Au sein de la coalition « Wallu Sénégal », le choix du candidat de ladite coalition pour Dakar divise le Parti démocratique sénégalais (Pds) et Bokk Gis-Gis de Pape Diop. Ainsi, force est de reconnaître qu’il y a des agitations au sein de toutes les coalitions qui sont constituées pour les élections territoriales prévues en janvier 2022. Elles éprouvent toutes la difficulté à choisir des personnalités politiques à investir.

L’œil de l’expert
« Au sein de la majorité présidentielle, on a entendu le choix du président de la République relatif à la reconduction de ceux qui étaient à la tête des départements et des communes. Cette décision du chef de l’État va créer des situations de défiance. Certains candidats ne vont pas s’aligner aux directives de la coalition. Donc, cela risque de créer des situations sans précédent dans de telles coalitions.

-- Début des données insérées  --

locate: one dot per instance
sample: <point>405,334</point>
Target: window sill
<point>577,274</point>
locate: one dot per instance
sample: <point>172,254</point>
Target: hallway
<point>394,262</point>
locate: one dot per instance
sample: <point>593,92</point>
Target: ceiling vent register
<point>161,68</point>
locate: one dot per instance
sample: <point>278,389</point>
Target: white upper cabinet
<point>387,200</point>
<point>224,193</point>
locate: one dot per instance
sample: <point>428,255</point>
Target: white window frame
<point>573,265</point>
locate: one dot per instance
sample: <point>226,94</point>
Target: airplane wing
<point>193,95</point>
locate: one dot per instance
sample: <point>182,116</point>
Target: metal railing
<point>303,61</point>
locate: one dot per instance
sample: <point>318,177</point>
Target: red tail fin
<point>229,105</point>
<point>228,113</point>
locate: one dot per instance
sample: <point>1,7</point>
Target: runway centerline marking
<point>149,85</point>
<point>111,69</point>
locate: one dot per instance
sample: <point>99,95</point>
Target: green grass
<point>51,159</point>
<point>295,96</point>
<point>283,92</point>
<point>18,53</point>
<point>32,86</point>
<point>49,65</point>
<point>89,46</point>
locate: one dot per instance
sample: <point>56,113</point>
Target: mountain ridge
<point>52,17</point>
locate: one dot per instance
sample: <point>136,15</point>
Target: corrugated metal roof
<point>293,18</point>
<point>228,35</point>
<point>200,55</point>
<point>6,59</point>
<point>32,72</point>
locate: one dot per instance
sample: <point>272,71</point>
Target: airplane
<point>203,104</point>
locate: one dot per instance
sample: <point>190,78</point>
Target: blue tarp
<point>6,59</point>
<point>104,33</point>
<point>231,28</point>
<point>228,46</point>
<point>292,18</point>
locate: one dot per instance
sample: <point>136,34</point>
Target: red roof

Et le cas de Mary Teuw Niane risque de se généraliser aussi bien à Dakar qu’à l’intérieur du pays », a expliqué Pr Moussa Diaw, analyste politique. Quid des divergences notées au sein des coalitions de l’opposition ? Moussa Diaw d’indiquer qu’elles risquent de les fragiliser. « Plus qu’il y a des divergences au sein des coalitions de l’opposition, mieux ça va pour la majorité présidentielle. Elle va profiter de ces éclatements de l’opposition pour remporter les élections », a fait savoir Moussa Diaw au journal Le Soleil.

Selon lui, il faut que l’opposition analyse les risques, les mesures afin de savoir quelle position prendre pour remporter ces élections. « Si les leaders de l’opposition ne taisent pas leurs comportements égoïstes ou égocentriques, ça risque de se refléter sur les résultats. Si jamais ces contradictions ne sont pas réglées, ils vont perdre ces élections », prévient-il.